Christian Kuchler lässt sich nicht so leicht aus der Ruhe bringen. Auch dann nicht, wenn der Journalist am Morgen vier Stunden früher auftaucht als abgemacht und am Vorabend ein gewisser Rolf Fliegauf samt Brigade vier Stunden zu spät aus der Taverne zum Schäfli getorkelt ist. «Dann können wir ja loslegen», sagt er trocken, holt eine Taube raus, blanchiert tournierte (!) Pilze und schiebt den in Fischfarce und Zucchetti-Mantel gehüllten Kaisergranat in den Steamer.

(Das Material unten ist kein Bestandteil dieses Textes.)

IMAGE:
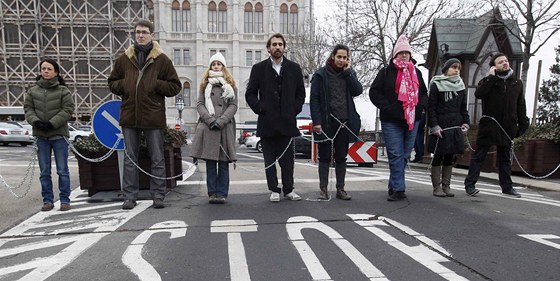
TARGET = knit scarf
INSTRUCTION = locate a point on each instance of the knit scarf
(448, 83)
(142, 52)
(216, 78)
(406, 87)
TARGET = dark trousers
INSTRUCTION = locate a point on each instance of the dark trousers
(504, 166)
(272, 149)
(340, 146)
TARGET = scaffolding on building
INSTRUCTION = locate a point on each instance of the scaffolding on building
(84, 36)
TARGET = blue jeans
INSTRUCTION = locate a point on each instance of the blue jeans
(217, 177)
(399, 142)
(60, 148)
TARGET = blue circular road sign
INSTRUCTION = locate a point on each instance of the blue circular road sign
(106, 126)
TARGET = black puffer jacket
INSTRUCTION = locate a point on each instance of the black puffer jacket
(504, 101)
(447, 112)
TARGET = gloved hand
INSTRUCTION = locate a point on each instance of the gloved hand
(215, 126)
(436, 131)
(48, 126)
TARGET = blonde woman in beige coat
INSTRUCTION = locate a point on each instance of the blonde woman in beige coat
(214, 139)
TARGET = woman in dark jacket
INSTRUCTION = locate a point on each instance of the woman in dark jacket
(333, 89)
(401, 95)
(448, 118)
(48, 107)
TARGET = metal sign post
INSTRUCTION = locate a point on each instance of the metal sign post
(106, 128)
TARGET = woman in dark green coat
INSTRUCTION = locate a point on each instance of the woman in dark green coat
(48, 107)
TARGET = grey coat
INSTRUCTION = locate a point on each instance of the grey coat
(206, 143)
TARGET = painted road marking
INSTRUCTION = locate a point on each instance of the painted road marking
(295, 225)
(543, 239)
(238, 267)
(132, 257)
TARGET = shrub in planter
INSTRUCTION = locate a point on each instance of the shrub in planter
(102, 176)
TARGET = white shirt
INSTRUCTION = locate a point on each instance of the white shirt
(276, 66)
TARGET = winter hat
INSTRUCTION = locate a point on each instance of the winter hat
(401, 46)
(448, 64)
(218, 57)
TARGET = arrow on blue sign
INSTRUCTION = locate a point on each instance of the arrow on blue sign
(106, 126)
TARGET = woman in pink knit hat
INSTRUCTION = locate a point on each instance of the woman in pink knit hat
(401, 96)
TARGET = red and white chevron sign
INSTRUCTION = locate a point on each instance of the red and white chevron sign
(362, 152)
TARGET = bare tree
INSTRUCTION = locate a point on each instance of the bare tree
(539, 20)
(371, 27)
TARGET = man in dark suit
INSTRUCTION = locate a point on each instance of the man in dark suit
(276, 94)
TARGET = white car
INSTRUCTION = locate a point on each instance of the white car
(253, 142)
(76, 134)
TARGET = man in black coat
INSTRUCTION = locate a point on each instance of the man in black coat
(503, 118)
(276, 94)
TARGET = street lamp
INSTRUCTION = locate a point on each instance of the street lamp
(180, 105)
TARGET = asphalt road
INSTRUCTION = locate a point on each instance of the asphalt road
(488, 237)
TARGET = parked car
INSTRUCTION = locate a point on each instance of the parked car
(10, 133)
(76, 135)
(248, 129)
(253, 142)
(302, 144)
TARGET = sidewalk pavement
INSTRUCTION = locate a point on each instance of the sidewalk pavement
(549, 184)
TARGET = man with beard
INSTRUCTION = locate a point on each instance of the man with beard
(276, 94)
(143, 76)
(503, 118)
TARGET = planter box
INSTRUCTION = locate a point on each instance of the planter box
(104, 176)
(538, 157)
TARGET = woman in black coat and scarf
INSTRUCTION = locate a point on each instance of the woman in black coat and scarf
(448, 119)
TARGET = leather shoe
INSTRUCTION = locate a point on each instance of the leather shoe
(511, 192)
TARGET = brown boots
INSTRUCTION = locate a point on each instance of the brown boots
(446, 180)
(441, 181)
(436, 181)
(340, 171)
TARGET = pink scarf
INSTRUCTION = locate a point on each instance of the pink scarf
(406, 88)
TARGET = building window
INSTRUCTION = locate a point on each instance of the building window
(258, 18)
(222, 17)
(213, 52)
(187, 57)
(293, 19)
(176, 16)
(212, 17)
(177, 57)
(181, 56)
(284, 19)
(252, 57)
(187, 93)
(248, 20)
(187, 16)
(180, 16)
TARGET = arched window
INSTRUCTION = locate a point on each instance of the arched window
(284, 18)
(259, 18)
(187, 93)
(212, 17)
(187, 16)
(222, 17)
(293, 19)
(176, 16)
(150, 6)
(248, 19)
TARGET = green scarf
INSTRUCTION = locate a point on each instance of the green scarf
(448, 83)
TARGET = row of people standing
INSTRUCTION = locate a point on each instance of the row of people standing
(143, 76)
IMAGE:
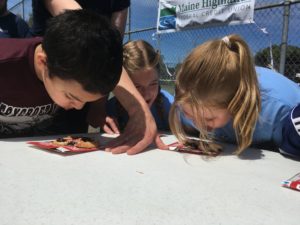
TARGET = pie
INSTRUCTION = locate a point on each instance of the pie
(79, 142)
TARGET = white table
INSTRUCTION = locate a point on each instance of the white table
(152, 188)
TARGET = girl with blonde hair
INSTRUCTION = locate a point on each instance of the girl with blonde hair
(142, 63)
(228, 99)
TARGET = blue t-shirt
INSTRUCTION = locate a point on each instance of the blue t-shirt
(278, 95)
(161, 119)
(13, 26)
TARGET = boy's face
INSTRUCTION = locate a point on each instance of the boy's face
(3, 7)
(213, 117)
(147, 83)
(68, 94)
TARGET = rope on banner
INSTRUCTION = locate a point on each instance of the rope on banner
(264, 30)
(156, 37)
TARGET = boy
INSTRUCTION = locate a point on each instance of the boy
(290, 145)
(11, 25)
(78, 61)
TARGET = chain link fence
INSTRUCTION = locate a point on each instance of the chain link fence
(274, 38)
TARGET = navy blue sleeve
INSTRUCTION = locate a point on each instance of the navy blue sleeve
(291, 134)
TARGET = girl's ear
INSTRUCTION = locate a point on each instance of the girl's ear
(41, 60)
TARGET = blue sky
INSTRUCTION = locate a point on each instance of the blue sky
(175, 46)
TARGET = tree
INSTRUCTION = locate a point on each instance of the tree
(292, 64)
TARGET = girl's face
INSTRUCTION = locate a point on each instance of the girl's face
(147, 83)
(213, 117)
(68, 94)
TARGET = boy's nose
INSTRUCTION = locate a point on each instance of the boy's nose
(78, 105)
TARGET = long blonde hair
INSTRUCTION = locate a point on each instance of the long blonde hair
(139, 55)
(219, 73)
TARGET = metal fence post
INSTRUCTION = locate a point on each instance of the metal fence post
(284, 37)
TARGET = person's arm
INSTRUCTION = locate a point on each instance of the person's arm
(119, 19)
(141, 129)
(56, 7)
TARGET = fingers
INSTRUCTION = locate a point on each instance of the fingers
(123, 143)
(107, 129)
(160, 144)
(111, 126)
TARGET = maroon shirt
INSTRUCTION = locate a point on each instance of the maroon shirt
(25, 106)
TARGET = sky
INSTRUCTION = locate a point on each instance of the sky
(175, 46)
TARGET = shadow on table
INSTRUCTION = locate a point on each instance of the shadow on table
(248, 154)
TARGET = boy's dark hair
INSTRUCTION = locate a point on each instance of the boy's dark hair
(82, 45)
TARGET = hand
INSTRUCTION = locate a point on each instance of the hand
(139, 133)
(111, 126)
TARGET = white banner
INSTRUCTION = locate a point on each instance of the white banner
(176, 15)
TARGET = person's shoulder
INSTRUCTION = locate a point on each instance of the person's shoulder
(166, 94)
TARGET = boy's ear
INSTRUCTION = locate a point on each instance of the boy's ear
(41, 59)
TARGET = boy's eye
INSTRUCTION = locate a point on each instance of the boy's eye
(68, 97)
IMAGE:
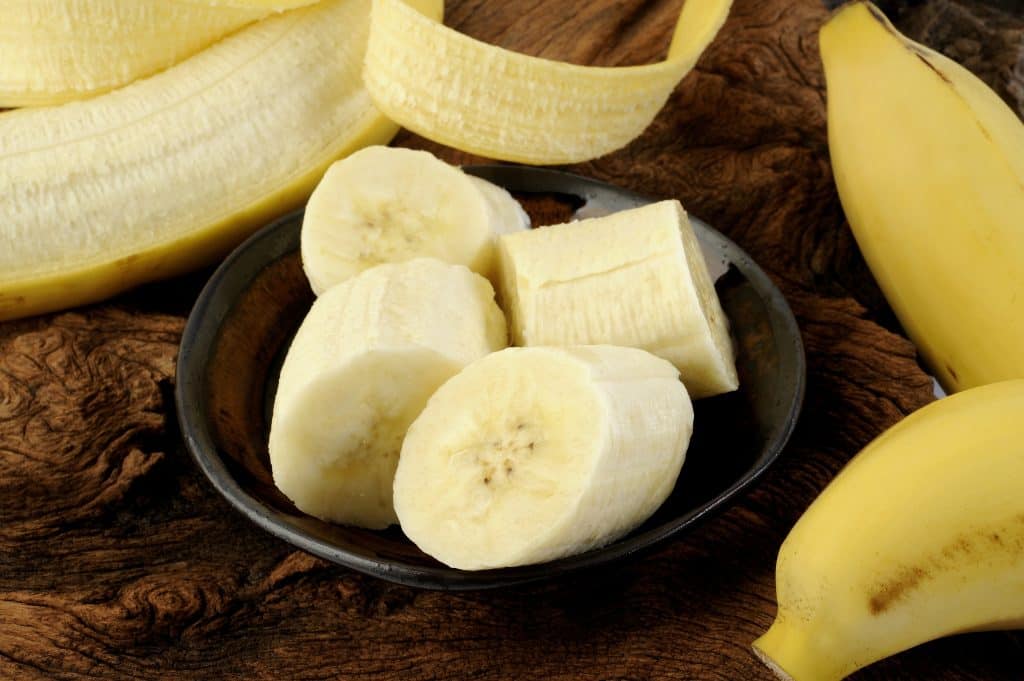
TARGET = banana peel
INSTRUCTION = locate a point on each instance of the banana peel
(171, 172)
(479, 98)
(53, 51)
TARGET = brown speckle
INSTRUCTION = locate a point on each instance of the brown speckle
(894, 590)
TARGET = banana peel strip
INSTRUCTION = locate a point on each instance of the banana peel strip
(53, 51)
(169, 173)
(483, 99)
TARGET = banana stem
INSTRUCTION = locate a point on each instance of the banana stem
(794, 654)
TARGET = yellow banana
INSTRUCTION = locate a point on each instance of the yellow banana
(56, 50)
(930, 168)
(170, 172)
(921, 536)
(479, 98)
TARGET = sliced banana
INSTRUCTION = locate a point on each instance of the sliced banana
(534, 454)
(391, 205)
(636, 278)
(363, 365)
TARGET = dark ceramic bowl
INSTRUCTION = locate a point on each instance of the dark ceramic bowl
(244, 320)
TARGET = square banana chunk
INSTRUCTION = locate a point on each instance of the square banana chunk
(636, 278)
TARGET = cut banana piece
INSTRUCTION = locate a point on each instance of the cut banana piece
(494, 102)
(534, 454)
(363, 365)
(56, 50)
(391, 205)
(171, 172)
(636, 278)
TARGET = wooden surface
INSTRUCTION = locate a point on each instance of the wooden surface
(119, 561)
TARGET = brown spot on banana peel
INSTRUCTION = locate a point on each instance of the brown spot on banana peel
(1005, 541)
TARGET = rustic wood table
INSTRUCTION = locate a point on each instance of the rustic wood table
(119, 561)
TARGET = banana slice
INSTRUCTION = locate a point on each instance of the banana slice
(171, 172)
(52, 51)
(635, 278)
(391, 205)
(361, 367)
(486, 100)
(534, 454)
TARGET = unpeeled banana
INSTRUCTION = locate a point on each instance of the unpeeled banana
(390, 205)
(367, 357)
(635, 278)
(921, 536)
(532, 454)
(479, 98)
(171, 172)
(930, 168)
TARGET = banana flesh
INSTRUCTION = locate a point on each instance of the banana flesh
(930, 167)
(571, 449)
(171, 172)
(53, 51)
(363, 365)
(921, 536)
(391, 205)
(636, 278)
(494, 102)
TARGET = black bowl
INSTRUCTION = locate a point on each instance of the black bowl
(241, 326)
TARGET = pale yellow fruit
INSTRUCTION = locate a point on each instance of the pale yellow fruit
(534, 454)
(56, 50)
(171, 172)
(363, 365)
(636, 278)
(390, 205)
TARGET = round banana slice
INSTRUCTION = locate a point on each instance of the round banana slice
(534, 454)
(390, 205)
(363, 365)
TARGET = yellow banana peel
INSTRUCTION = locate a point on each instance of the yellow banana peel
(930, 167)
(171, 172)
(495, 102)
(53, 51)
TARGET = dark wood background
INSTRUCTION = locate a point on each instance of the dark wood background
(119, 561)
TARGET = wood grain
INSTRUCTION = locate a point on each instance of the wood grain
(119, 561)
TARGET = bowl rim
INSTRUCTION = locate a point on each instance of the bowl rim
(265, 246)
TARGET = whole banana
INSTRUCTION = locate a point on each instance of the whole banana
(921, 536)
(930, 168)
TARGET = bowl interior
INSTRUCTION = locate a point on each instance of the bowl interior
(244, 321)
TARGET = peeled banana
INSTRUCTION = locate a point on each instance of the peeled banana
(56, 50)
(532, 454)
(479, 98)
(636, 278)
(921, 536)
(363, 365)
(930, 168)
(389, 205)
(170, 172)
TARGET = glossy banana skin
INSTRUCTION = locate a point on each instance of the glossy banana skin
(921, 536)
(930, 167)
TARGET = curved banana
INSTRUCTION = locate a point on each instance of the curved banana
(486, 100)
(56, 50)
(171, 172)
(921, 536)
(930, 167)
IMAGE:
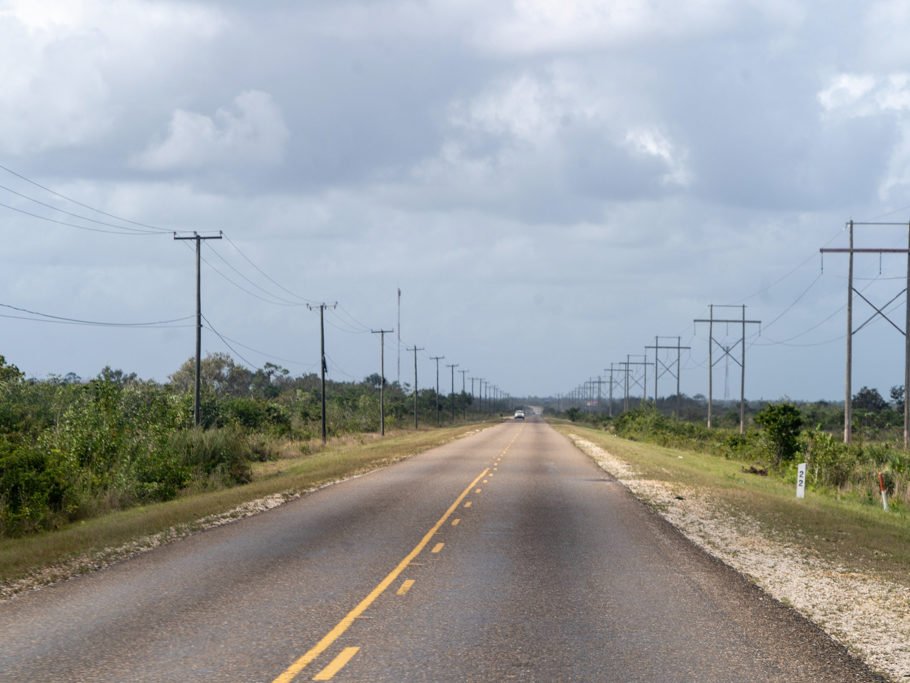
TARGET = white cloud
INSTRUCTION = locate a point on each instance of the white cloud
(543, 26)
(66, 65)
(253, 131)
(654, 143)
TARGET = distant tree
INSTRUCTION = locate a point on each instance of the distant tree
(374, 380)
(117, 377)
(870, 400)
(897, 395)
(781, 424)
(9, 372)
(217, 371)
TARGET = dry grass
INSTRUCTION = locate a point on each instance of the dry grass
(843, 565)
(30, 561)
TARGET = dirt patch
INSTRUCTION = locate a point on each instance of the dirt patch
(83, 564)
(868, 615)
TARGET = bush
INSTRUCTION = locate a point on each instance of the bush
(219, 456)
(781, 424)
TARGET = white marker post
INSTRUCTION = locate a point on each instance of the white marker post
(801, 480)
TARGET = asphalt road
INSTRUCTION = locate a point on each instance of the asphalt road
(503, 555)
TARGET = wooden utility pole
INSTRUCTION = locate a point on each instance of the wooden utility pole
(415, 349)
(879, 311)
(452, 366)
(437, 359)
(465, 406)
(322, 364)
(727, 353)
(382, 334)
(197, 414)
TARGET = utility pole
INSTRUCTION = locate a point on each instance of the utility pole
(197, 415)
(599, 382)
(322, 364)
(415, 349)
(437, 359)
(644, 363)
(667, 368)
(879, 311)
(727, 353)
(382, 334)
(452, 366)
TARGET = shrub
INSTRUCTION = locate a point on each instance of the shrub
(781, 423)
(213, 456)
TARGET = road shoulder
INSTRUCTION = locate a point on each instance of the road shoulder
(867, 614)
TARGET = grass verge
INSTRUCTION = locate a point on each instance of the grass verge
(292, 473)
(856, 535)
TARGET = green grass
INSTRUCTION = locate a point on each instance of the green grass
(841, 529)
(340, 458)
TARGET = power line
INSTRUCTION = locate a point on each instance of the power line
(97, 323)
(148, 226)
(266, 275)
(124, 231)
(259, 287)
(227, 344)
(76, 215)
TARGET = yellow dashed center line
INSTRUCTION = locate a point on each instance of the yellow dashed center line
(349, 619)
(339, 662)
(336, 665)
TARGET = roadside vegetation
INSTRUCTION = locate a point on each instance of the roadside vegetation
(780, 436)
(71, 450)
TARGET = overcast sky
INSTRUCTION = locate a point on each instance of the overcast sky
(550, 184)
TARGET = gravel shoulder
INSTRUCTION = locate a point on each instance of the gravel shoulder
(868, 615)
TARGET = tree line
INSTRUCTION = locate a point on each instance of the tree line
(71, 449)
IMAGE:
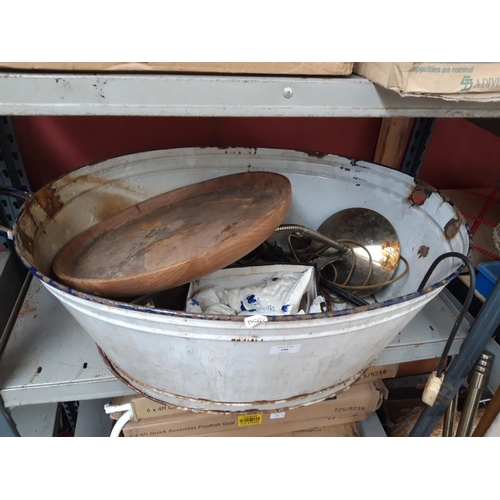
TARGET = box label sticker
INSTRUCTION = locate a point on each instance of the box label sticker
(250, 419)
(281, 414)
(285, 349)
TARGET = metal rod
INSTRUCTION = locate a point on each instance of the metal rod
(304, 231)
(481, 332)
(479, 377)
(492, 410)
(450, 418)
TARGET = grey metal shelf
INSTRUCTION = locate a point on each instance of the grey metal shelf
(50, 358)
(201, 95)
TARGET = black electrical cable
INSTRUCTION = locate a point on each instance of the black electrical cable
(465, 307)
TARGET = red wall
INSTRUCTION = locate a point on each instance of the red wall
(52, 146)
(460, 154)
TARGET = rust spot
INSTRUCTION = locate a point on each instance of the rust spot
(246, 339)
(26, 242)
(423, 251)
(390, 253)
(419, 195)
(451, 229)
(316, 154)
(49, 200)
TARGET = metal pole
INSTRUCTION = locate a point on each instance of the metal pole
(479, 377)
(450, 418)
(482, 330)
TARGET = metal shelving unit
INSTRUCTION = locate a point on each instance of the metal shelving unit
(48, 357)
(196, 95)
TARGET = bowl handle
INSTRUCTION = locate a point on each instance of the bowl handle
(15, 193)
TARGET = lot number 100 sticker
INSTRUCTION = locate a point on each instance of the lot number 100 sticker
(285, 349)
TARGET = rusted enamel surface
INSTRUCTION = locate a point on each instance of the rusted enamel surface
(183, 355)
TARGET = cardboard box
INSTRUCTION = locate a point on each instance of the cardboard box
(264, 68)
(481, 209)
(378, 373)
(289, 428)
(452, 81)
(152, 419)
(341, 430)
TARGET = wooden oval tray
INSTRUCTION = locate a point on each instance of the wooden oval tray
(175, 237)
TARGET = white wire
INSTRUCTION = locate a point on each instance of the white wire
(115, 409)
(120, 423)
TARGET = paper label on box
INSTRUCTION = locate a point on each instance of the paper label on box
(285, 349)
(250, 419)
(281, 414)
(255, 320)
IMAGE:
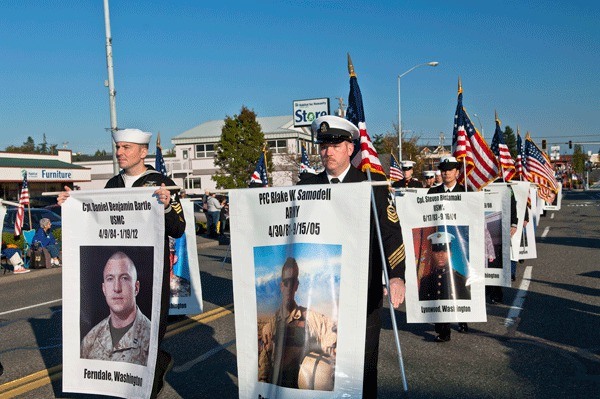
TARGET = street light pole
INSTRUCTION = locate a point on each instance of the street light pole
(110, 83)
(480, 125)
(432, 63)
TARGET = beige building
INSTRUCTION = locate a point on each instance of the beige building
(45, 173)
(193, 164)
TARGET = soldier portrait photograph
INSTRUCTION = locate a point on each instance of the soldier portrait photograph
(116, 303)
(442, 262)
(297, 292)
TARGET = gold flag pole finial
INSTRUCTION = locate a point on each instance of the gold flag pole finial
(351, 67)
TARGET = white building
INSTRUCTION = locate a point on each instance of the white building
(193, 164)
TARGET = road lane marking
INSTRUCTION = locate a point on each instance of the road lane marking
(38, 379)
(30, 307)
(188, 365)
(546, 230)
(517, 304)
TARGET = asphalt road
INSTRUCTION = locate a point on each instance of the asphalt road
(542, 342)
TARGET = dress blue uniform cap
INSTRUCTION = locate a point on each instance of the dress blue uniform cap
(135, 136)
(448, 162)
(333, 129)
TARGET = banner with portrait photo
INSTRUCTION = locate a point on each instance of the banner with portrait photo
(527, 247)
(2, 215)
(300, 277)
(521, 192)
(113, 243)
(497, 234)
(186, 290)
(556, 204)
(445, 263)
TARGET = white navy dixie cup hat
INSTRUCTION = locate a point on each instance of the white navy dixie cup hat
(448, 162)
(440, 241)
(333, 129)
(135, 136)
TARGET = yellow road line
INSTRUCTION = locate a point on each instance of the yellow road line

«Ich mag Perfektion auf dem Teller, wenn man erkennt, dass sich jemand einen Haufen Arbeit gemacht hat», erklärt Kuchler. So wie im Pariser Restaurant Plaza Athénée des Drei-Sterne-Kochs Alain Ducasse, bei dem er zwei Jahre lang am Herd stand. Es folgten Stationen im Gasthaus Schupfen in Diessenhofen (Gault-Millau-Entdeckung des Jahres 2010) sowie im Hirschen Eglisau (Aufsteiger des Jahres 2014). Vor drei Jahren übernahm er das berühmte Restaurant seiner Eltern in Wigoltingen. Kuchlers Kochstil treibt nicht nur Puristen die Tränen in die Augen und ist den Testern zurzeit 18 Gault-Millau-Punkte und zwei Michelin-Sterne wert. «Viele sagen ja, sie würden klassisch kochen, bei mir ist das tatsächlich so.»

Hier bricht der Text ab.